Goresan Luka Hati -1


Hampir setiap pagi Riani dimulai oleh mimpi buruk itu lagi. Dia menyeka keringat dari dahinya. Walaupun sudah terjadi bertahun-tahun yang lalu, tapi mimpi itu masih terasa sangat nyata.

Riani melirik jam bekernya, waktu sudah menunjukkan pukul 5 pagi. Dia segera turun dari tempat tidur dan menuju ke kamar mandi untuk mengambil air wudhu. Perasaannya menjadi jauh lebih baik apabila sudah melaksanakan kewajibannya.

Selesai mandi ia melihat eyang putri sudah sibuk di dapur. Eyang putrinya memang menjadi pengganti orangtuanya. Beliau selalu berusaha memberikan apapun yang Riani butuhkan. Ingatan sikapnya bertahun-tahun yang lalu membuatnya menghela nafas. Dulu dia sempat menjadi cucu yang sangat nakal dan kurang ajar pada eyang tersayangnya. Riana teringat ketika eyang kakungnya masih ada di sampingnya, mereka sangat menyayanginya walaupun sejelek apapun sikap Riani. Setiap hari eyang kakung mengantar jemputnya ke sekolah dengan jeep kesayangannya. Mereka tidak pernah memedulikan diri mereka sendiri. Riani memang sangat menyayangi mereka, tapi dia tidak bisa menahan letupan emosi tinggi yang seringkali dia rasakan. Riani sering berteriak-teriak, melempar barang-barang, bahkan tidak jarang membentak-bentak mereka apabila mereka tidak melakukan hal-hal yang Riani inginkan. Semua pelampiasan amarahnya kepada semua orang selalu dia tujukan kepada mereka. Tidak jarang eyang putri dan eyang kakung menangis, karena memang pada saat itu dia sangat kelewat batas.

Enam tahun yang lalu merupakan tamparan yang sangat keras bagi Riani. Eyang kakung meninggal dunia akibat sakit jantung. Sejak itu Riani berusaha sangat keras untuk berubah lebih baik. Dia  tidak ingin semakin membebani eyang putrinya. Namun, hal itu adalah hal yang sangat sulit dilakukan.

“Riani, ngapain ngelamun disitu?” tanya eyang.

Riani tersadar dari lamunannya.

“Oh nggak Yang. Eyang kok pagi-pagi udah repot?”

“Ya nggak lah. Masak kayak gini aja repot. Oh iya, tolong bangunin mamamu ya, Ri.”

“Iya Eyang.”

Riani berjalan menuju kamar mama. Dia membuka pintu kamarnya, melihat mama masih tidur di balik selimutnya. Riani sangat bersyukur mamanya sanggup bertahan dari kejadian-kejadian dulu itu. Walaupun ada goresan luka yang sulit untuk disembuhkan. Luka di hatinya.

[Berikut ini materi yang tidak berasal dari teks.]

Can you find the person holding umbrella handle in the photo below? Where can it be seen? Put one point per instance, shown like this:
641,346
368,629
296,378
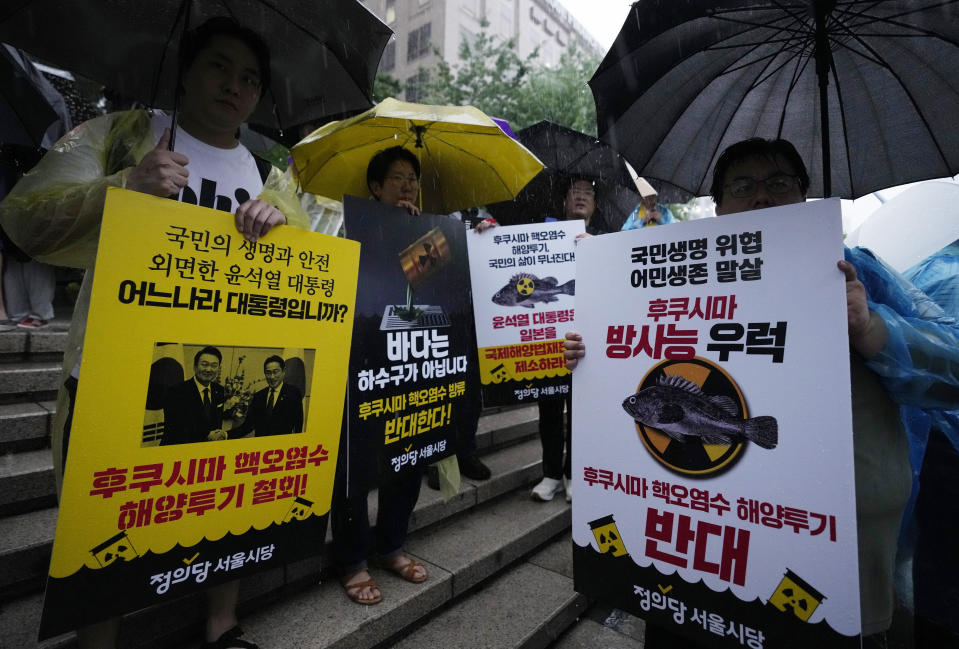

Akibat kejadian-kejadian itu, Niken, mama Riani menderita sakit akibat tekanan mentalnya. Beberapa kali mama keluar masuk rumah sakit jiwa supaya bisa sembuh. Walaupun tidak bisa sembuh seperti dulu, Riani sangat bersyukur tidak kehilangan mamanya.

“Mama, bangun yuk ma. Eyang udah nyiapin sarapan tuh.”

“Eh Riani sayang, kamu udah bangun. Yaudah mama mau mandi dulu ya.”

Riani pun keluar dari kamar mama, aroma masakan sudah menguar dari dapur.

“Riani, ayo cepat makan dulu. Jangan sampai nanti terlambat masuk kerja,ujar Eyang.

Sudah satu tahun ini Riani mengajar di Sekolah Luar Biasa Bhakti Bangsa. Sekolah yang memang benar-benar luar biasa, dengan anak didik yang luar biasa dan tenaga pengajar yang luar biasa. Di sana, setiap hari Riani selalu mendapatnya pelajaran kehidupan yang baru.


Mereka, para pengajar di SLB Bhakti Bangsa selalu berusaha agar anak didiknya, selalu mendapatkan yang terbaik, yang tidak bisa didapatkan di sekolah umum biasa. Hal-hal terbaik yang tidak Riani dapatkan ketika dia bersekolah.